Ia sama sekali tidak menderita. Akan segera berpulang atau tetap tergeletak di
atas ranjang, sepertinya tidak pernah ia pedulikan.
Maka,
setelah nafas ini berayun tenang, saya mengetuk pintu lalu masuk perlahan
meskipun tidak mendapatkan jawaban dari dalam. Tangan kananku menggenggam obat
yang baru kubeli dari apotik. Kugenggam erat sebungkus obat itu dan perlahan
kurengganggkan setelah lega melihat senyumnya.
"Kenapa
kau seterburu-buru itu?" Rupanya ia masih bisa melihat jejak
ketergesa-gesaanku tadi, "Kau hanya perlu membelikan obat.

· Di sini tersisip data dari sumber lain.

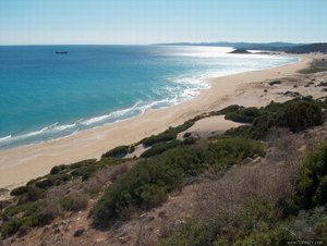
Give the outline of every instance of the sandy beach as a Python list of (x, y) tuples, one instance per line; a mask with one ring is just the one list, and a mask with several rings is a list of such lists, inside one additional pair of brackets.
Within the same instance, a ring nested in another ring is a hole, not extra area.
[[(284, 100), (286, 97), (277, 93), (263, 96), (261, 83), (294, 75), (296, 71), (306, 67), (311, 59), (312, 57), (303, 56), (299, 62), (280, 67), (210, 78), (210, 89), (202, 90), (196, 98), (175, 107), (149, 110), (133, 119), (48, 143), (2, 150), (0, 187), (10, 189), (23, 185), (31, 179), (48, 173), (53, 165), (100, 158), (101, 153), (113, 147), (136, 143), (203, 112), (218, 110), (232, 103), (262, 106), (272, 99)], [(278, 89), (283, 91), (286, 88)], [(223, 119), (220, 119), (218, 122), (222, 121)], [(206, 122), (205, 125), (210, 124)], [(221, 131), (226, 130), (226, 123), (221, 123)], [(219, 123), (215, 131), (219, 131)]]

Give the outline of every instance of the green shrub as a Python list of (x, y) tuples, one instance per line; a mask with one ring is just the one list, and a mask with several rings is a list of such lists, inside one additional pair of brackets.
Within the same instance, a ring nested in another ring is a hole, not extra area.
[(130, 146), (123, 145), (116, 147), (102, 155), (102, 158), (113, 157), (113, 158), (124, 158), (130, 151)]
[(112, 220), (129, 217), (135, 209), (152, 208), (182, 184), (186, 175), (202, 169), (201, 152), (179, 147), (137, 165), (108, 187), (93, 209), (94, 223), (108, 225)]
[(20, 186), (14, 188), (13, 190), (11, 190), (10, 195), (11, 196), (20, 196), (22, 194), (25, 194), (28, 192), (28, 187), (27, 186)]
[(241, 108), (238, 111), (229, 112), (225, 115), (225, 119), (240, 123), (252, 123), (261, 114), (261, 110), (258, 110), (255, 107), (250, 107)]
[(217, 169), (240, 163), (246, 157), (265, 155), (261, 143), (249, 138), (218, 138), (209, 144), (205, 159)]
[(225, 109), (219, 110), (220, 114), (228, 114), (228, 113), (232, 113), (232, 112), (237, 112), (240, 109), (244, 109), (244, 107), (238, 106), (238, 104), (231, 104), (226, 107)]
[(149, 157), (154, 157), (154, 156), (158, 156), (169, 149), (173, 149), (175, 147), (178, 147), (179, 145), (181, 145), (180, 140), (172, 140), (172, 142), (168, 142), (168, 143), (159, 143), (154, 145), (153, 147), (150, 147), (150, 149), (145, 150), (141, 157), (142, 158), (149, 158)]
[(194, 120), (186, 121), (182, 125), (179, 125), (177, 127), (169, 127), (164, 133), (160, 133), (158, 135), (153, 135), (148, 138), (145, 138), (140, 144), (143, 144), (144, 147), (150, 147), (150, 146), (161, 143), (161, 142), (174, 140), (179, 133), (186, 131), (193, 124), (194, 124)]
[(281, 81), (274, 81), (274, 82), (269, 82), (268, 83), (270, 86), (274, 86), (274, 85), (280, 85), (281, 84)]
[(93, 209), (94, 223), (108, 225), (116, 219), (128, 218), (131, 211), (159, 205), (187, 176), (198, 175), (209, 164), (222, 169), (263, 152), (261, 144), (241, 138), (219, 139), (207, 149), (190, 146), (170, 149), (140, 162), (109, 186)]
[(59, 202), (65, 211), (72, 211), (74, 209), (74, 200), (70, 196), (61, 197)]
[(296, 184), (296, 205), (310, 209), (326, 205), (327, 142), (305, 158)]
[(55, 165), (51, 171), (50, 171), (50, 174), (57, 174), (60, 172), (60, 168), (58, 165)]

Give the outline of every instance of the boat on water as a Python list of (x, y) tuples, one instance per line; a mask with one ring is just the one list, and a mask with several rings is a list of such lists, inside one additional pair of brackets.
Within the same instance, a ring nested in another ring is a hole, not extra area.
[(68, 54), (68, 51), (56, 51), (57, 54)]

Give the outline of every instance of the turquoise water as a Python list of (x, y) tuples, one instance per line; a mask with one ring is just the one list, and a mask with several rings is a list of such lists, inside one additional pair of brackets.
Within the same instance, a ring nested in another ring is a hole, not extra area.
[[(263, 70), (291, 58), (230, 48), (0, 47), (0, 148), (28, 145), (180, 103), (206, 77)], [(68, 54), (56, 54), (68, 51)]]

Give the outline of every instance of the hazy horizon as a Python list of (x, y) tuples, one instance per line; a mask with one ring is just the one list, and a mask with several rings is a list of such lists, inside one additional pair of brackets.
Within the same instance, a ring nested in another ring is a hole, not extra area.
[(325, 0), (0, 0), (0, 45), (324, 42)]

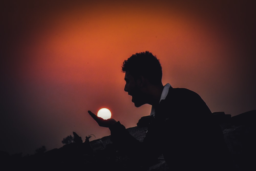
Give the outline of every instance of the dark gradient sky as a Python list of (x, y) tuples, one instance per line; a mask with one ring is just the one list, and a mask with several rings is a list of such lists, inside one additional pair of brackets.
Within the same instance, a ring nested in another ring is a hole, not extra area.
[(59, 148), (73, 131), (84, 141), (109, 135), (87, 112), (103, 107), (136, 126), (151, 107), (134, 106), (121, 66), (146, 50), (164, 84), (196, 92), (212, 112), (256, 109), (254, 1), (6, 1), (1, 150)]

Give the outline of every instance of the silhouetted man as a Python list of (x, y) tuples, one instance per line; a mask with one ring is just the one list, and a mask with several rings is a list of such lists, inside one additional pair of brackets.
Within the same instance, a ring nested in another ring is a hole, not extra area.
[(88, 111), (100, 126), (109, 128), (111, 140), (120, 151), (145, 168), (163, 154), (172, 170), (229, 169), (222, 131), (198, 94), (169, 83), (164, 86), (159, 60), (148, 51), (133, 55), (122, 69), (124, 90), (135, 106), (152, 105), (143, 142), (132, 136), (119, 121), (104, 120)]

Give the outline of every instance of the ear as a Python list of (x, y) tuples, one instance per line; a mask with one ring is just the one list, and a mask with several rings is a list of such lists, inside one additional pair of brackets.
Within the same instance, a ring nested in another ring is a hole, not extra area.
[(136, 82), (139, 87), (143, 87), (146, 85), (146, 80), (143, 76), (140, 75), (137, 78)]

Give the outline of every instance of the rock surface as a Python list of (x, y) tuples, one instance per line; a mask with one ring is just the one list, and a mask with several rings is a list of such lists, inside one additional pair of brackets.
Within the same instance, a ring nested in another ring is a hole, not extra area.
[[(231, 159), (237, 170), (256, 170), (254, 164), (256, 159), (256, 110), (232, 117), (231, 115), (222, 112), (215, 112), (213, 114), (222, 129)], [(147, 118), (142, 117), (137, 126), (127, 129), (141, 142), (147, 130)], [(78, 135), (77, 137), (79, 137)], [(119, 153), (113, 145), (110, 136), (92, 141), (89, 145), (88, 141), (86, 143), (79, 141), (79, 143), (71, 143), (59, 149), (23, 157), (21, 155), (10, 156), (3, 152), (0, 153), (2, 166), (8, 168), (7, 170), (9, 170), (17, 169), (27, 170), (144, 170), (135, 167), (127, 156)], [(92, 151), (89, 150), (88, 147)], [(160, 156), (158, 159), (158, 163), (146, 170), (166, 170), (163, 156)]]

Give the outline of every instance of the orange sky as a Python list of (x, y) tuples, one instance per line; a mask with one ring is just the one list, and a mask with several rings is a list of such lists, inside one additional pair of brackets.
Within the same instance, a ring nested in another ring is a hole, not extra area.
[(83, 1), (4, 4), (0, 150), (60, 148), (73, 131), (108, 135), (87, 112), (103, 107), (135, 126), (151, 106), (134, 106), (121, 66), (146, 50), (164, 84), (196, 92), (212, 112), (256, 108), (252, 1)]

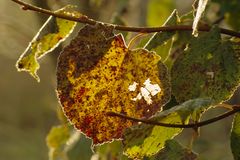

Toh, bunda
hanya sakit?"
Tidak
percaya saya mendengar ucapannya. Saya begitu khawatir dengan kesehatannya.
Setiap hari kusisihkan waktu untuk mengurusnya. Meninggalkan kesenangan bersama
teman-teman usai senja. Bahkan terkadang harus kutinggalkan pekerjaan karena
perempuan tua itu kembali krisis, meskipun resikonya saya akan kehilangan
pekerjaan.
"Sekarang
bunda sakit, tapi nanti akan sembuh. Saya ingin bunda segera
sembuh."
Kugenggam tangannya. Kutempelkan pada pipi kananku. Lalu kuingat-ingat tangannya yang dulu menyisiriku menjelang sekolah.
"Kenapa
kau menginginkan bunda segera sembuh? Kau sudah tidak sabar merawat
bunda?"
"Tidak,
bunda. Tidak. Hanya saja saya iba melihat bunda menderita seperti
ini."
"Kau
salah anakku. Bunda tidak menderita. Justru Bunda bahagia melihat kesabaranmu
merawat bunda. Sepertinya kenakalanmu dulu terbalas. Kau tidak berhutang lagi.
Begitulah yang akan kau rasakan ketika kelak kau jadi seorang ibu."
Air
mataku menetes. Ucapanku rupanya telah menyakiti hatinya, menyinggung
perasaannya.
"Maafkan
saya, bunda."
"Kau
tidak perlu minta maaf. Lagi pula untuk apa meminta maaf pada bundamu sendiri.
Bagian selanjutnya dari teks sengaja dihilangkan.